Can someone guess the passing score and suggest some tips.

Thanks and regards.


----------



## Walker D (Jan 13, 2011)

Passing score is somewhere around 55 out of 80 (70%) based on "stuff" I have read.

Here is what I did. It worked for me.

*Studying*


Develop a study schedule that leads right up to "test day". This helps keep you on track. 
Work as many practice problems as you can 
Flag all of your resources. You should know exactly where to look for specific types of problems. This can be a "killer" if you fumble through your resources during the test.
Identify what types of problems give you the hardest time and rework them as much as possible. I actually had to develop a step-by-step instruction sheet on how to handle Moment of Inertia problems and Borrow sediment and Fill type problems. They came in handy during the test.

*During the Test*


At the start of the test, identify each problems level of difficulty on a level 1 through 4.
1 (Easiest) - you can pretty much answer it immediately (not many of these problems on the test)

2 - you can answer it in under 6 minutes (the number of these problems you encounter will depend on how well you know the material and your resources)

3 - you can answer it between 6 and 15 minutes (there were quite a few of these problems for me on the test)

4 (Hardest) - you have no idea (you might get lucky and find a way to answer the question from your resources, you will probably use an "educated guess")

Once you have labeled all the problems, start answering the questions from Level 1 to 4 (easiest to hardest). You don't want to be pressed for time when answering questions that you know you should get right.
Take your time. Don't rush.
If you are stuck on a problem SKIP IT. Don't panic. You can always come back to it. 
Bring a clock or a watch (that doesnt make noise) so you can keep track of time.


----------



## ptatohed (Jan 13, 2011)

That's good Walker, thanks. It's kind of out of place in this thread, but it's good stuff.


----------



## Walker D (Jan 14, 2011)

satyara said:


> Can someone guess the passing score and suggest some tips.

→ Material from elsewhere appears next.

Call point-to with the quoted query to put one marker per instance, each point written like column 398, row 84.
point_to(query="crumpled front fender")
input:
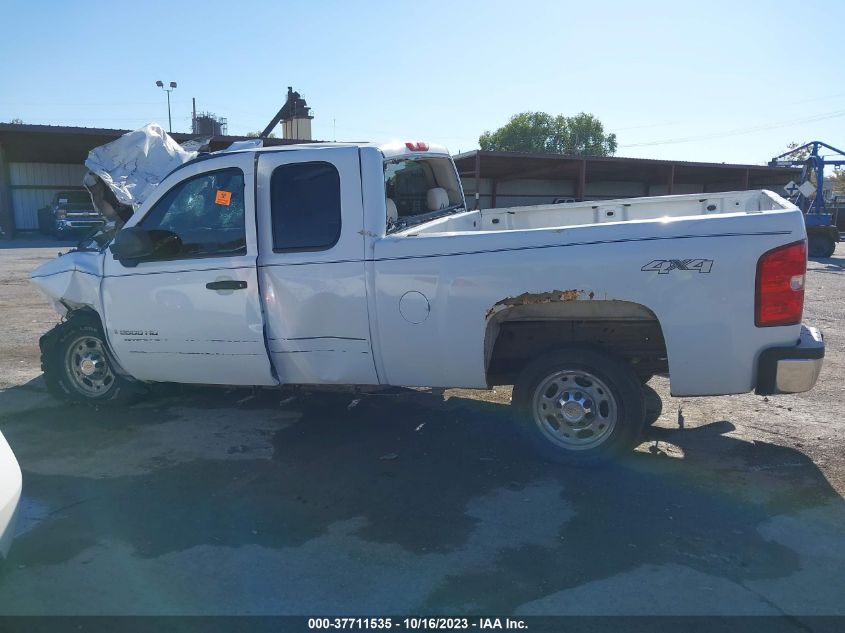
column 71, row 281
column 10, row 494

Considering this portion of the original post, I would contend that there is nothing "out of place" about my response.


----------



## Guess (Jan 26, 2011)

I think you nailed it Walker D. Sometimes the difference between passing and failing is not how much knowledge you know but how you work through the test.


----------



## owiewave (Jan 27, 2011)

Sorry to hear that you did not pass. From what I have read, the best thing is to examine your study methods and improve upon them for the next time, which you are taking steps to do. What was your strategy the first time, and how long did you study beforehand?


----------